Diarrhea, nausea, and vomiting
There have been post-marketing reports of severe diarrhoea, nausea, and vomiting associated with the use of apremilast. Most events occurred within the first few weeks of treatment. In some cases, patients were hospitalised. Patients 65 years of age or older may be at a higher risk of complications. If patients develop severe diarrhoea, nausea, or vomiting, discontinuation of treatment with apremilast may be necessary.
Psychiatric disorders
Apremilast is associated with an increased risk of psychiatric disorders such as insomnia and depression. Instances of suicidal ideation and behaviour, including suicide, have been observed in patients with or without history of depression (see section 4.8). The risks and benefits of starting or continuing treatment with apremilast should be carefully assessed if patients report previous or existing psychiatric symptoms or if concomitant treatment with other medicinal products likely to cause psychiatric events is intended. Patients and caregivers should be instructed to notify the prescriber of any changes in behaviour or mood and of any suicidal ideation. If patients suffered from new or worsening psychiatric symptoms, or suicidal ideation or suicidal attempt is identified, it is recommended to discontinue treatment with apremilast.
Severe renal impairment
Wetzo® should be dose reduced to 30 mg once daily in patients with severe renal impairment (see sections 4.2 and 5.2).
Underweight patients
Patients who are underweight at the start of treatment should have their body weight monitored regularly. In the event of unexplained and clinically significant weight loss, these patients should be evaluated by a medical practitioner and discontinuation of treatment should be considered.
Lactose content
Patients with rare hereditary problems of galactose intolerance, total lactase deficiency or glucose-galactose malabsorption should not take this medicinal product.

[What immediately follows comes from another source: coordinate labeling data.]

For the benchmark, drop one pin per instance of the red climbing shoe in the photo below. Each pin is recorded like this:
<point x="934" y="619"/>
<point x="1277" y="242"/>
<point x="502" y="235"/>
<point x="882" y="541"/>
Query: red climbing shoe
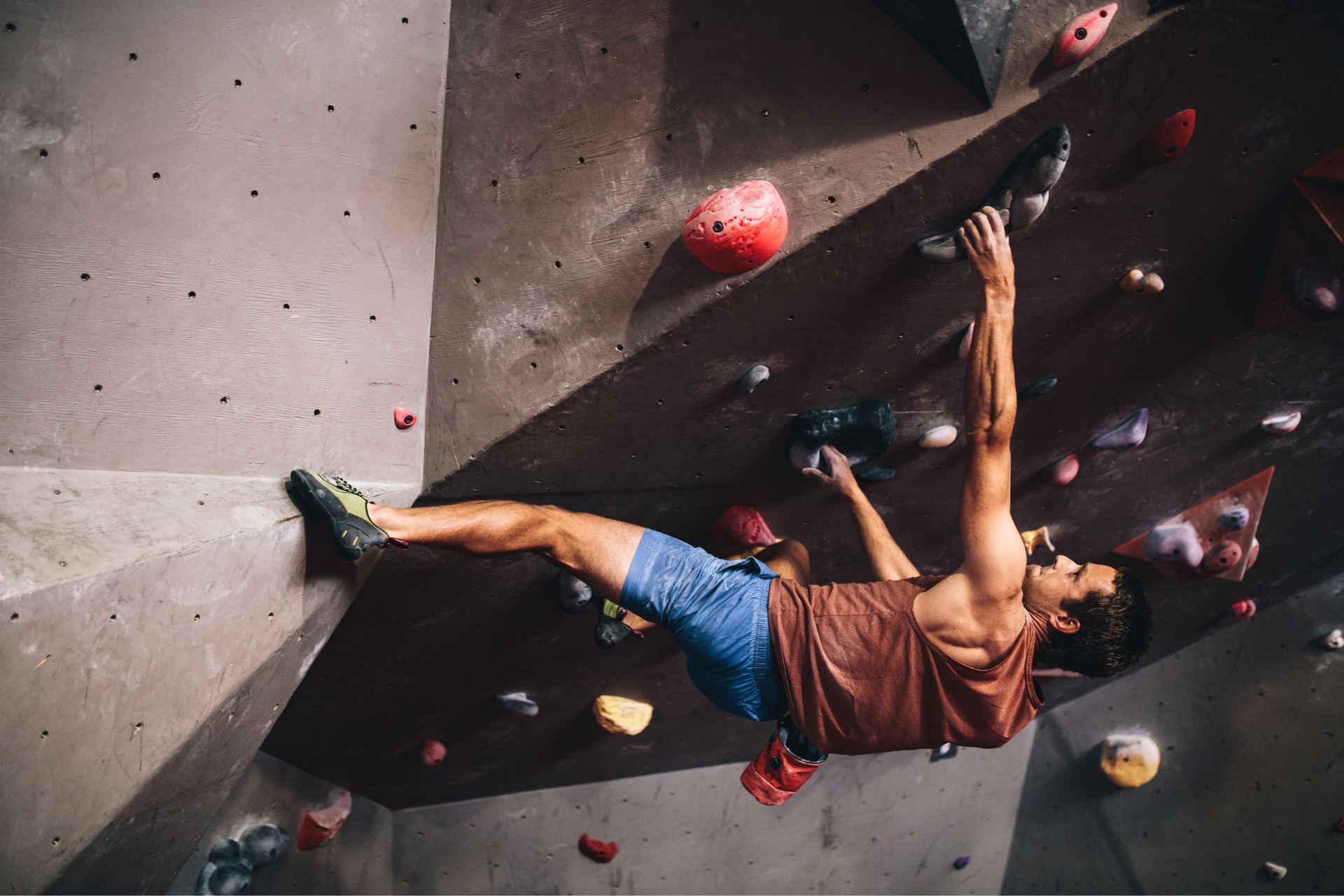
<point x="776" y="774"/>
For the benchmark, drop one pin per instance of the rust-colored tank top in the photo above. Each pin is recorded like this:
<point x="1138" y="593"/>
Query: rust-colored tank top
<point x="860" y="676"/>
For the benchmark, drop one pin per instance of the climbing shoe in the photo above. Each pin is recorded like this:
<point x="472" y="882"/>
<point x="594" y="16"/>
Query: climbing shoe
<point x="343" y="508"/>
<point x="778" y="770"/>
<point x="610" y="630"/>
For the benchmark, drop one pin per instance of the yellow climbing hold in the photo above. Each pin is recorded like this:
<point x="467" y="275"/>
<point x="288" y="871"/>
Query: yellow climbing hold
<point x="622" y="716"/>
<point x="1130" y="761"/>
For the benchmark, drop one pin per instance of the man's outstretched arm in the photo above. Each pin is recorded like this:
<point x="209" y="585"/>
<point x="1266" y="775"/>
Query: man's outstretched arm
<point x="889" y="561"/>
<point x="995" y="558"/>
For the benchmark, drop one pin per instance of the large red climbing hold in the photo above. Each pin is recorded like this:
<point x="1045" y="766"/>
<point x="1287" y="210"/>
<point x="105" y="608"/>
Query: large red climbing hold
<point x="1082" y="35"/>
<point x="1167" y="140"/>
<point x="741" y="527"/>
<point x="739" y="229"/>
<point x="597" y="850"/>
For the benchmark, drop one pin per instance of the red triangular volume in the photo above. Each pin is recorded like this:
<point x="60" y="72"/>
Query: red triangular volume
<point x="1212" y="523"/>
<point x="1310" y="232"/>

Co-administration of strong cytochrome P450 3A4 (CYP3A4) enzyme inducer, rifampicin, resulted in a reduction of systemic exposure of apremilast, which may result in a loss of efficacy of apremilast. Therefore, the use of strong CYP3A4 enzyme inducers (e.g. rifampicin, phenobarbital, carbamazepine, phenytoin and St. John's Wort) with apremilast is not recommended. Co-administration of apremilast with multiple doses of rifampicin resulted in a decrease in apremilast area-under-the-concentration time curve (AUC) and maximum serum concentration (Cmax) by approximately 72% and 43%, respectively. Apremilast exposure is decreased when administered concomitantly with strong inducers of CYP3A4 (e.g. rifampicin) and may result in reduced clinical response.
In clinical studies, apremilast has been administered concomitantly with topical therapy (including corticosteroids, coal tar shampoo and salicylic acid scalp preparations) and UVB phototherapy.
There was no clinically meaningful interaction between ketoconazole and apremilast. Apremilast can be co-administered with a potent CYP3A4 inhibitor such as ketoconazole.
There was no pharmacokinetic interaction between apremilast and methotrexate in psoriatic arthritis patients. Apremilast can be co-administered with methotrexate.
There was no pharmacokinetic interaction between apremilast and oral contraceptives containing ethinyl estradiol and norgestimate. Apremilast can be co-administered with oral contraceptives.
Women of childbearing potential
Pregnancy should be excluded before treatment can be initiated. Women of childbearing potential should use an effective method of contraception to prevent pregnancy during treatment.
Pregnancy
There are limited data about the use of apremilast in pregnant women.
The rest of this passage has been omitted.